According to federal campaign finance filings monitored by Open Secrets, the sector has donated $331,000 to Manchin so far this year, up from $20,000 in 2020. Manchin, who has received more than the next five lawmakers combined, Kyrsten Sinema of Arizona, and Chuck Schumer, the Senate leader from New York who negotiated the agreement for Manchin’s vote, are four of the top 20 industry beneficiaries. Additionally, Schumer has received at least $281,000 since 2017 from NextEra Energy, an investor in MVP and the largest utility in the nation.
Manchin has “always been in complete compliance with ethics and financial disclosure regulations,” according to a spokesman, and “has always had West Virginia’s best interests in mind.” The Schumer campaign did not reply.

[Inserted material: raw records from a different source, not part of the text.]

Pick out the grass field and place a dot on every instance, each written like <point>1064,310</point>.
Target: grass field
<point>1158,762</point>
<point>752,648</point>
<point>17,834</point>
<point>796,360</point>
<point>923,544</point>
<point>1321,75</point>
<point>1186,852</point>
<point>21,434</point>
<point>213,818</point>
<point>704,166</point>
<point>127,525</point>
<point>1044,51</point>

Haverty claimed that if there is one lesson she has taken away from the pipeline fight, it is that money does matter. “No of the facts, laws, or fairness, if you possess something and someone with greater money wants it, they will take it. It is the antithesis of the American dream, claimed Haverty, one of 300 Virginians who sought to prevent a pipeline from being built on their property via eminent domain. The use of eminent domain, which the constitution restricts the government from taking private land for public use, for private gain is being contested in court.
The fourth circuit court in Richmond, Virginia, which overturned essential licenses stopping construction that Manchin wants to circumvent, according to the corporation, got it “wrong.” But it won’t be over until it is. The next round of this conflict will be over permission.

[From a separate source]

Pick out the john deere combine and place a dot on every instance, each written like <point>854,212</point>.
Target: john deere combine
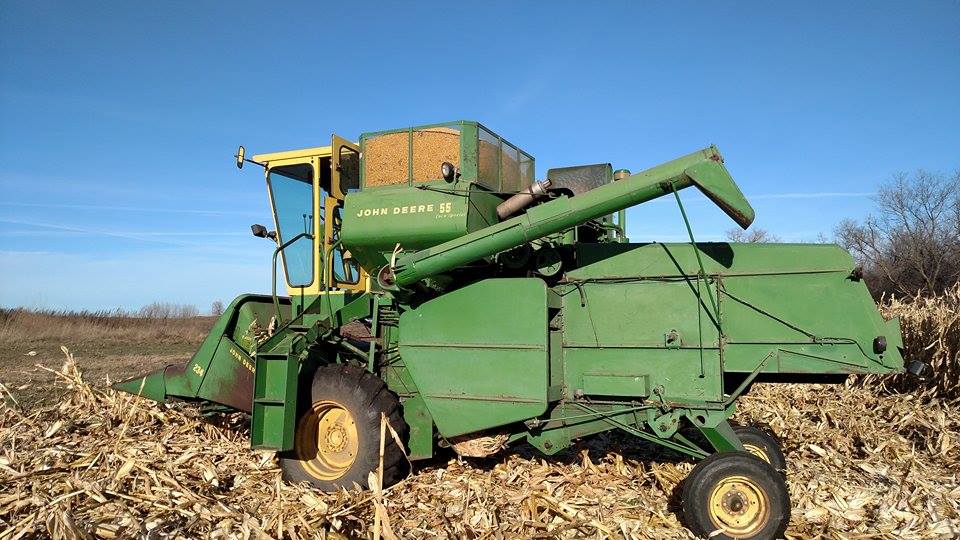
<point>433,281</point>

Democrats’ progressive side is unwilling to fulfill Manchin’s promise, despite some Democrats pointing out that protracted licensing processes have also hampered renewable energy projects and the transmission of clean electricity throughout the nation.
Ral Grijalva, the chairman of the House’s natural resources committee and a congressman from Arizona, declared, “Polluting businesses may have earned that pledge in a deal with a select few, but I intend to do everything in my power to urge the rest of my colleagues to violate it.” Another progressive Democrat, Rashida Tlaib, also stated that given Manchin’s prior political maneuvers regarding the climate bill, “we owe him nothing now” about permits.
It will depend on how much political capital and force leaders are ready to commit to the MVP if it becomes a national call to protest like the Dakota Access pipeline on Indigenous grounds at Standing Rock. More than 650 organizations wrote a letter to congressional leaders on Wednesday urging lawmakers to reject Manchin’s fossil fuel side deal.
Residents of Montgomery County originally organized against the MVP almost eight years ago in a rich rural neighborhood on the outskirts of the city of Blacksburg, building pipeline monitoring networks and legal techniques that developed into a regional and national campaign.
The first discussions were held at the homes of psychiatrist Bridget Simmerman, 60, and telecom account executive David Seriff, 64, who over time changed the pipeline route to avoid some of their houses. Seriff added, “We’ve witnessed egregious misuse of individual and property rights, it’s so un-American. This being an affluent neighborhood, we have more power than others.
Piles of the 43-inch carbon steel pipeline, which have been left to rust on the mountaintop since the building was halted a few years ago, are visible less than half a mile up a forested fire access road.
The truth is that we don’t require additional methane infrastructure, according to Seriff. We must advance rather than retreat. Although this offer seems outrageous, it’s not done yet. We’re prepared and organized, and we’re going to put an end to this.